Excavations at Akrotiri on the island of Thera have preserved a number of frescoes dating to the Late Bronze Age. One such scene from the "West House" on the east wall of Room 5 has been termed a nilotic landscape. It features a mix of real and imaginary creatures. A griffin flies over the meandering river, a wild cat stalks ducks, and palm trees pervade. Unlike the two other fresco scenes in this room, the nilotic landscape is devoid of human figures and lacks narrative, focusing instead on the wildlife and environment and glorifying the natural world.

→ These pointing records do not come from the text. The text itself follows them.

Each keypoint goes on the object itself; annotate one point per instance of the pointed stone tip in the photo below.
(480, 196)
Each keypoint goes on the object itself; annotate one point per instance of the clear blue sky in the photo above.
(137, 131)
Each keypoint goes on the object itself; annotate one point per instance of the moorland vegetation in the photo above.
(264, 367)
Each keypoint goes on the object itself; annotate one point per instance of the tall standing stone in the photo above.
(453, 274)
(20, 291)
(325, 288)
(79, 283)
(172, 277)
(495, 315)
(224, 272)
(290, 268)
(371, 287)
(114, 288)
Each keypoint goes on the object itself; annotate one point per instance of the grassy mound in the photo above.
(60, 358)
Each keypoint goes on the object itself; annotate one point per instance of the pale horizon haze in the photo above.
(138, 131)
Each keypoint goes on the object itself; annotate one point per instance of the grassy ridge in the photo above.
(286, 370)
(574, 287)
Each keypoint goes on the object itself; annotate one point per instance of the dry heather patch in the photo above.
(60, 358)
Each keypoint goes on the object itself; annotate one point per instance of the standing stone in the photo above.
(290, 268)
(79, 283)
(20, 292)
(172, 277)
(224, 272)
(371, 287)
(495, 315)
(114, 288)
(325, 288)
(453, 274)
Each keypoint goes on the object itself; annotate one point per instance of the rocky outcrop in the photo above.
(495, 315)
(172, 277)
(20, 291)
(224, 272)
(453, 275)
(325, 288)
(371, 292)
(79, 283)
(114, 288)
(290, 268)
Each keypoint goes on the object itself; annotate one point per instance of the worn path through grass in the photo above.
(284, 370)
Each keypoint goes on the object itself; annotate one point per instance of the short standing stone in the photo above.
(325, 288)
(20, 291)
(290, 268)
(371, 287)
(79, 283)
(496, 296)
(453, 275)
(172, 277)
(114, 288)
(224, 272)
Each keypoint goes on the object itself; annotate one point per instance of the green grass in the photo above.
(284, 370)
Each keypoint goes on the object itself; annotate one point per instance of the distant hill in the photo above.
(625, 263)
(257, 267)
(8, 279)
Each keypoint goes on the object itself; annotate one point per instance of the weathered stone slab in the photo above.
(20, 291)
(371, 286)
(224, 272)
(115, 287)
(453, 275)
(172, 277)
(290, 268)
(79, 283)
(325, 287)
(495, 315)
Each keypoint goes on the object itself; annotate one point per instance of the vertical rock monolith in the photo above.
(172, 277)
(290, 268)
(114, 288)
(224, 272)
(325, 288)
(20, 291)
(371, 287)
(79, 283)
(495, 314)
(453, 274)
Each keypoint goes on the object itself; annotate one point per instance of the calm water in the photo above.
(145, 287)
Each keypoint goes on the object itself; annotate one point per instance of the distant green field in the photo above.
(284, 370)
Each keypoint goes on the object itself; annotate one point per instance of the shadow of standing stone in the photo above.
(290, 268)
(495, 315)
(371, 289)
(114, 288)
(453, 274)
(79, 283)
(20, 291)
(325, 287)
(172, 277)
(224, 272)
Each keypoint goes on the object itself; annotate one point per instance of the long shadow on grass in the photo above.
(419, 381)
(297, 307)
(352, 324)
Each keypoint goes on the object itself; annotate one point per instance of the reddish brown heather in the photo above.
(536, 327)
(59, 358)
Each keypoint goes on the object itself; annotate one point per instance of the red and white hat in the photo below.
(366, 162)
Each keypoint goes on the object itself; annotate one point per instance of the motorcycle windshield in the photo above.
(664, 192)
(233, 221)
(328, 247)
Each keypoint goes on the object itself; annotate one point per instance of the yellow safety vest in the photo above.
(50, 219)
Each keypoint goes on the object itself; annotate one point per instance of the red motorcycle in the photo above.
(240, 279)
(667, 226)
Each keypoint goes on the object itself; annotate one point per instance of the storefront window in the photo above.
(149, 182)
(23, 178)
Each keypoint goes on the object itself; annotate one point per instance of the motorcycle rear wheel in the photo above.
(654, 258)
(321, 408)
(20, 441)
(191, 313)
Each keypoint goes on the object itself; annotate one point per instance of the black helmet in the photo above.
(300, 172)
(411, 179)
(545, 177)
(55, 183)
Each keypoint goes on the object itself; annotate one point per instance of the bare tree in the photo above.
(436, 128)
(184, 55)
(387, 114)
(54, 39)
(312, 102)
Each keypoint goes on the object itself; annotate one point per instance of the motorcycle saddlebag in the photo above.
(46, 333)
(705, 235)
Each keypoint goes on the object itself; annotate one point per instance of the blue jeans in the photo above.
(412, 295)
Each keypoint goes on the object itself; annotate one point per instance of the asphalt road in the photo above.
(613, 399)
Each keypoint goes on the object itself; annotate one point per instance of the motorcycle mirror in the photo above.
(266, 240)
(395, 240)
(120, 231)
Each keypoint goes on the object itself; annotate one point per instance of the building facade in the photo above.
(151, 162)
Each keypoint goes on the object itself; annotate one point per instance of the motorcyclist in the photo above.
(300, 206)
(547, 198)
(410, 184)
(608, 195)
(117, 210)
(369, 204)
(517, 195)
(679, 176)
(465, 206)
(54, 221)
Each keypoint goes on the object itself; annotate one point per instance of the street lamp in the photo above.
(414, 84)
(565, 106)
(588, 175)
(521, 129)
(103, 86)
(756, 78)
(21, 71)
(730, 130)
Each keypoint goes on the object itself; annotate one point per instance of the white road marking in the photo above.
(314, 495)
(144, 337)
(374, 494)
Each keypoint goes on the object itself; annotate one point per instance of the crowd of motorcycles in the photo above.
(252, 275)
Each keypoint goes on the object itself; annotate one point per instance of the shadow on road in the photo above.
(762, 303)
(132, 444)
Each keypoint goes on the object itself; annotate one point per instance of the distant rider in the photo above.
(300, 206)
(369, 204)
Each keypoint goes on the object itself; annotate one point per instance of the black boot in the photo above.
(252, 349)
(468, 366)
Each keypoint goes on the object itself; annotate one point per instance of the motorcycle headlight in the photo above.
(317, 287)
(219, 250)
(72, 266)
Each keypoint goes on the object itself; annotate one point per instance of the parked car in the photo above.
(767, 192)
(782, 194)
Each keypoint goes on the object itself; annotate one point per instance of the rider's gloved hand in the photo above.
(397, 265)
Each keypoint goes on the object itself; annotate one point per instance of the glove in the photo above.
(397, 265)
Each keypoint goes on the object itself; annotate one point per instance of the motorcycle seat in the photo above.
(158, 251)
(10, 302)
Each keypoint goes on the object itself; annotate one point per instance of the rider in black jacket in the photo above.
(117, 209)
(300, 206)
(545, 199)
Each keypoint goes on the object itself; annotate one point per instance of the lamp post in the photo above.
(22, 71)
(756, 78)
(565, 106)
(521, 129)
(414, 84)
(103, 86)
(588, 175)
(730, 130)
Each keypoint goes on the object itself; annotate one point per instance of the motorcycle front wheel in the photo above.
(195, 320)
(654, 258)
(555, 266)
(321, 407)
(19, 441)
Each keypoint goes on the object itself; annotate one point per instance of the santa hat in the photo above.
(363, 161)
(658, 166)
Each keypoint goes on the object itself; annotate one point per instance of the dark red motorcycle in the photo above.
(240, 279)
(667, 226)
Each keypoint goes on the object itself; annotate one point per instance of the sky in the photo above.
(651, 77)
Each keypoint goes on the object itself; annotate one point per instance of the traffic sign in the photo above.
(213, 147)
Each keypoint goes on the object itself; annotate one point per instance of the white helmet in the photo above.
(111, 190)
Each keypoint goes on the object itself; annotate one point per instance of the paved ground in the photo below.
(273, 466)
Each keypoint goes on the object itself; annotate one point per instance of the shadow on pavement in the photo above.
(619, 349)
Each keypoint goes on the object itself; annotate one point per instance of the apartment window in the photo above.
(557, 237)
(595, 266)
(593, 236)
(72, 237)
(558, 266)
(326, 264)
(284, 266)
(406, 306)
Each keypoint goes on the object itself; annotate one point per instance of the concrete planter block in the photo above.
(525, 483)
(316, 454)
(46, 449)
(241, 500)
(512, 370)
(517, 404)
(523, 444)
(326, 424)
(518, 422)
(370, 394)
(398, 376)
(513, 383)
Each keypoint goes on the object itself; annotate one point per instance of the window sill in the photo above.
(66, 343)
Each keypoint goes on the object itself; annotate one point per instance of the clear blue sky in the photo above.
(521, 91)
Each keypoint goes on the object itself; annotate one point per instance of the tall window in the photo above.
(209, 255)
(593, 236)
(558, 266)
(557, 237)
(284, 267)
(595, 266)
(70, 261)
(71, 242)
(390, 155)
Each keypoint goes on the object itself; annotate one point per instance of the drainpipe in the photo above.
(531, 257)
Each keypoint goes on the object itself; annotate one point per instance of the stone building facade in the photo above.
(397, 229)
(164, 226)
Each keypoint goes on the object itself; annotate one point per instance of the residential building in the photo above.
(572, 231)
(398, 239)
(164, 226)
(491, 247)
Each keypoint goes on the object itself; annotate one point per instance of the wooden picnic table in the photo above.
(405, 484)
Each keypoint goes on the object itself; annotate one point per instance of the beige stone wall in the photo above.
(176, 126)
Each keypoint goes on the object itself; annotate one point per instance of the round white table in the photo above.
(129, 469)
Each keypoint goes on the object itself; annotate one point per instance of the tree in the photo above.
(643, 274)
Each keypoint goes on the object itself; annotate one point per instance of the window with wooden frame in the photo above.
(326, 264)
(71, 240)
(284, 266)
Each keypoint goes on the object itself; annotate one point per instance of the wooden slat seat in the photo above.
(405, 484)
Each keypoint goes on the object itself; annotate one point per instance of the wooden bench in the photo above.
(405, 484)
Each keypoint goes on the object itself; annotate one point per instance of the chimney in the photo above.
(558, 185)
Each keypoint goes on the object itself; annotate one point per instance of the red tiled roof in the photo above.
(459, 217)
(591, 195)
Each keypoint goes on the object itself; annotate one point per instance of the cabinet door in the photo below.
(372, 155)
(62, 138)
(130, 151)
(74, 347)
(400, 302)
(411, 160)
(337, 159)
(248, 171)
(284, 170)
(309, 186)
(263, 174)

The absence of human figures in these Minoan nilotic landscapes has led many archaeologists to assume the presence of a nature goddess or divinity in Minoan religion.

==Later art==
A number of biblical subjects in art, such as the Finding of Moses, are set in Egypt, and Christian artists slowly evolved modest conventions for conveying the unfamiliar landscape. The process accelerated after the Renaissance, with Nicolas Poussin, who painted many subjects on the life of Moses, a particular pioneer in developing a more authentic decor. But the process was slow until the start of the 19th century, with increased Western travel, the advent of modern Egyptology, and in art the development of Orientalism. By the late 19th-century exotic and carefully studied or researched decor was often dominant in depictions of both landscape and human figures, whether ancient or modern.